It always begins in the same way with a recording of Sonny Rollins playing – no prizes – ‘Round Midnight’. It’s a sublime version of Thelonious Monk’s tune and it signals the start of proceedings – an hour of ‘jazz and more’. Wertheimer reads the roll call in a soothing baritone over the playing of Rollins and the hypnotic familiarity of this opening pattern has a meditative quality, readying the listener to indulge in the show’s carefully curated sounds. He knows his stuff and is therefore agreeable company. There could be a focus on a particular album, artist or genre, or there could just be good music. Good music is the bottom line.
Round Midnight is a virtual space but Wertheimer’s show has analogue values in a digital age.
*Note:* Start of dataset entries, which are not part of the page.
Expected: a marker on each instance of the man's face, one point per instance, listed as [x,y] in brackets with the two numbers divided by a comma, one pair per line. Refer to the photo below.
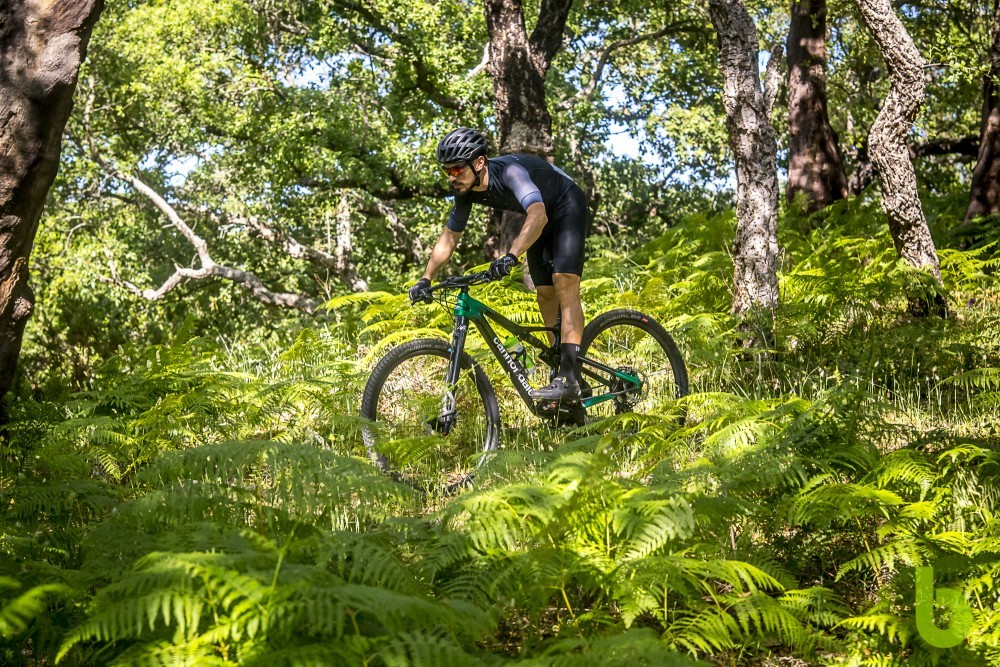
[461,176]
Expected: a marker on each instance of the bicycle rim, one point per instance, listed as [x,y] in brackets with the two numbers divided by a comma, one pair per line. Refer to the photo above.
[427,436]
[636,347]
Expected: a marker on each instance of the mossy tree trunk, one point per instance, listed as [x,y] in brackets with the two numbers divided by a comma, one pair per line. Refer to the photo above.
[518,64]
[815,165]
[751,137]
[887,139]
[42,45]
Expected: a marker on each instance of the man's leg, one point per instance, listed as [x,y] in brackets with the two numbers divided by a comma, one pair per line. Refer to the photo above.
[567,291]
[566,294]
[548,306]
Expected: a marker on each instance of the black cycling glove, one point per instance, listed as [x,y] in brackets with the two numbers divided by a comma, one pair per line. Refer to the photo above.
[502,266]
[419,291]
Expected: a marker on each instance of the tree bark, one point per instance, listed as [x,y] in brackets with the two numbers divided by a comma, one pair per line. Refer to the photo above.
[984,197]
[887,138]
[41,47]
[751,138]
[815,165]
[517,65]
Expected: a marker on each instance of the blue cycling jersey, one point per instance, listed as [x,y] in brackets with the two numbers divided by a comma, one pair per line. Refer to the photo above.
[515,182]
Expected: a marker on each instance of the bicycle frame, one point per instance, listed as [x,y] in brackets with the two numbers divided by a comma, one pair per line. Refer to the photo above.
[468,309]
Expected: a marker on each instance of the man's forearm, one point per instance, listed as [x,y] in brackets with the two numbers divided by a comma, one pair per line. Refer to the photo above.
[441,253]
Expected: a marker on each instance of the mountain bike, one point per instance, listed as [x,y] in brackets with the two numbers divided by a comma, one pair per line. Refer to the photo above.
[433,413]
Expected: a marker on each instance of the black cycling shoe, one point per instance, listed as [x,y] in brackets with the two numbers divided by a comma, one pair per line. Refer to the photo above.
[560,389]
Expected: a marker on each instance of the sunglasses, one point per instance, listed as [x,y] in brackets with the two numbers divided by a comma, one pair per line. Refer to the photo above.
[453,171]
The accompanying Facebook site celebrates the integrity of the album, enabling LP cover fetishists to drool over artwork and pour over sleeve notes and track listings. You don’t even have to be a night owl to enjoy the show: there’s an app, boomer.
Jazz is not a dead art form, a beautiful museum with its final exhibits from 1959, as I used to think. It is alive and well, as Wertheimer’s radio programme confirms on a nightly basis. You can have your fill of the classics but there’s also plenty of contemporary international music and top-notch homegrown jazz from the likes of Avishai Cohen (both of them) and Omer Avital. There’s blues too, the recent fitting tribute to Peter Green an example. Round Midnight also offers a platform for all the lesser known but emerging musicians playing every night in ‘real world’ places like Tel Aviv’s excellent Beit HaAmudim – when conditions permit.
Jazz over here is thriving but musicians and those who work with them need to pay the rent. So, as soon as the real world allows, I intend to trim my goatee and get down to live music spaces like Shablul, Beit HaAmudim and others. They need our help and they’re not very different to the ideal described above. Maybe they’re even better. And in the meantime, there’s always Ronny’s place. Lila tov and hazana naima, man.